1) The court makes much of the fact that the law applies to sole proprietorships who have no independent existence from their "owner", meaning that the anti-boycott provisions seemingly apply to their personal, individual choices. I suggested that anti-BDS laws should probably exempt sole proprietorships for this reason (Texas is already gearing up to amend the law along these lines, which is likely to moot the proceedings since I don't think any of the plaintiffs are large enough or do enough business with the state to qualify under the new law);
2) The court notes that the law does not clearly limit itself to forbidding boycott activity that occurs in the course of fulfilling the contractor's work with the state; I suggested that implementing such a limitation would more clearly link the law to the state's interest in managing its contractors' work performance.
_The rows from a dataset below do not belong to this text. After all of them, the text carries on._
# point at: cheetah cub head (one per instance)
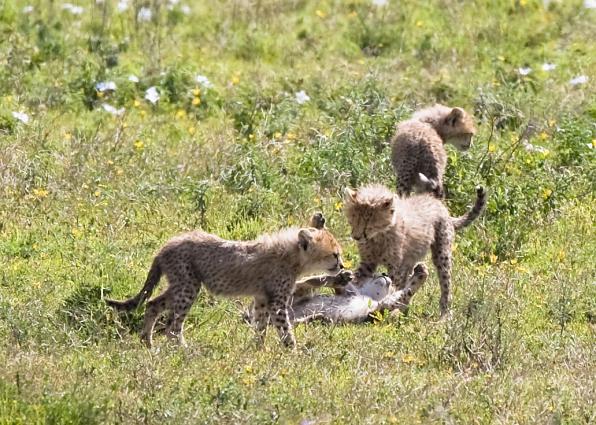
(318, 249)
(457, 128)
(454, 125)
(369, 211)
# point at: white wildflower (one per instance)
(122, 6)
(145, 14)
(75, 10)
(105, 86)
(301, 97)
(109, 108)
(152, 95)
(524, 70)
(580, 79)
(21, 116)
(204, 81)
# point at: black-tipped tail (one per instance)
(150, 284)
(475, 211)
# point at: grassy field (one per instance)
(295, 100)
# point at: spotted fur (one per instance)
(417, 152)
(266, 269)
(398, 232)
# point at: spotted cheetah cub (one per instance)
(397, 232)
(266, 269)
(417, 150)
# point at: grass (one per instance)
(87, 197)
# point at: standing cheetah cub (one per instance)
(417, 150)
(398, 232)
(266, 268)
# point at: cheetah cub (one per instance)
(397, 232)
(266, 269)
(417, 152)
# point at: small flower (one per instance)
(21, 116)
(75, 10)
(203, 81)
(408, 358)
(145, 14)
(40, 193)
(103, 86)
(122, 6)
(110, 109)
(524, 70)
(152, 95)
(301, 97)
(580, 79)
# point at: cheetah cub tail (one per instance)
(150, 284)
(474, 212)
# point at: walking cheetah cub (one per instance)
(397, 232)
(417, 150)
(266, 268)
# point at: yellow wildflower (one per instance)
(408, 358)
(40, 193)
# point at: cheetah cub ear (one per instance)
(304, 239)
(317, 221)
(454, 116)
(349, 195)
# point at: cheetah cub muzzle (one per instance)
(266, 269)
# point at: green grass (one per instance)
(86, 199)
3) While Texas tried to defend its law as a protection against national origin discrimination, the court observed that the law as written is both massively under- and over-inclusive along that score. I suggested that, if a state wants to write a national origin discrimination ban, just do that instead of trying to gerrymander an Israel-only one-off.So yes, the moral of the story continues to be that these laws are massive own-goals by the pro-Israel movement and they're reaping what they've sown by allowing sloppy, politically-motivated legislation to become the face of the anti-BDS cause and then blow up in their faces. The other moral of the story is to listen my legal analysis.